Initially, our quest to put even less effort toward estimation made lot of our stakeholders, including few new team members, uncomfortable. We organized an estimation workshop to review a few best practices in Agile estimation and brainstorm some ideas. Thankfully, there are lot of good reference materials available here in Scrum Alliance blogs and elsewhere on the Internet to help build perspective. The key question from those who opposed this improvement was regarding the accuracy of such estimates. We had to ask ourselves what additional value business/sponsors would get even if we tried to perfect an estimate by putting in additional hours. An estimate is, by definition, an approximation. However much effort you put into this, it's still going to remain an approximation. At the end of the workshop, everyone accepted that for most scenarios we could complete estimations more quickly than we had been.
We tried to adopt a method that is inspired by an affinity-based estimation technique by Lowell Lindstrom. To put a context around the team's goal in this new project, we wanted to complete our estimation exercise for about 400 user stories in 2 to 3 hours. The same team had completed an estimation for about 200 user stories in 3 hours for a similar project using the Planning Poker technique.
To prepare for the estimation meeting, we did the following activities ahead of time:
Step 1: Select relative sizing technique to be used (5 minutes).
Groom the backlog: In our case, we had couple of backlog grooming sessions prior to the release planning meeting. Our product owner was ready with list of items in the form of a product backlog in an Excel spreadsheet. The team walked away with a good understanding of the user stories. Also, it gave a great platform to our PO to test-run the user stories and make adjustments as needed.
Decompose complex user stories: Although ground rules don't sit well with a constantly changing world, defining a few ground rules helped us coach our PO in breaking large, complex user stories into smaller chunks. Our objective was to define simple user stories with easy-to-understand, single business goals.
Collaborate early: We circulated the product backlog to all participants beforehand. We used collaboration tools (such as the discussions forum through Rally software) to facilitate discussions among team members or with product owners.
Print information: All user stories and their acceptance criteria were printed on index cards ahead of time.

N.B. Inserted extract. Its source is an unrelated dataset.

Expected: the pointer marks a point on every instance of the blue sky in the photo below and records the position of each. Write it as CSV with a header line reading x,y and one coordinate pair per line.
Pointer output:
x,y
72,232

Gather supplies: We ordered lot of sticky notes of various sizes, a flip board, multicolored markers, and blue tape.
Book ahead: Admin booked a conference room with large whiteboards/walls all across -- the video conference facility helped to make it more productive with our distributed teams.
Educate in advance: Since a few of our team members were new to relative sizing, we organized a workshop to discuss relative sizing beforehand. In our case, we did a fun exercise with affinity estimation.

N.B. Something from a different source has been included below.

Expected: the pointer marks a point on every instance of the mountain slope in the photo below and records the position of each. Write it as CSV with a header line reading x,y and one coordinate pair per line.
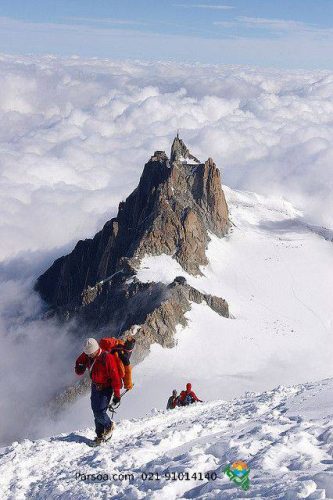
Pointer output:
x,y
285,436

Notify ahead of time: The calendar invite was sent out well in advance to ensure in-room participation from all local participants.
Ask the team members to decide on a relative sizing technique, like T-shirt sizes (XL, L, M, S, XS) or Fibonacci (1, 2, 3, 5, 8, 13), etc. This should be a quick step and should involve limited (if any) discussion. Most of our team members wanted to continue using the T-shirt sizing method we had used in a similar, recently concluded project.
Step 2: Start silent relative sizing (20-30 minutes).
Place the smallest (with "Smaller" written on it) sticky note on the far left side and the largest (with "Larger" written on it) sticky note on the far right side of the same wall or board. Also, have a dedicated area on an adjacent wall or board for all "parking lot" or questionable user stories. The goal of this exercise is to arrange the user stories horizontally in order of their relative size, without talking
. The team placed the largest stories under the "Larger" sticky and the smallest stories under the "Smaller" sticky. Once all the user stories were on wall, the team got a final shot at making adjustments to the ordering, again without talking
Before starting the exercise, we let the teams know about few simple guidelines, such as:
Step 3: Edit the wall (40-50 minutes).
Team members can take a subset of user story index cards from the product owner and place it on the wall, relative to another item's size when considering the relative complexity and effort involved.
Arrange all user stories on the wall from smaller to larger relative size. As much as possible, stack all user stories with a similar relative size in one vertical group. Move them horizontally toward the "Larger" sticky note when its size is greater than the size of stories in the previous vertical stack.
Team members can use parking lot area to park the user stories that cannot be sized with given information, and when this isn't clear even after discussion with the product owner.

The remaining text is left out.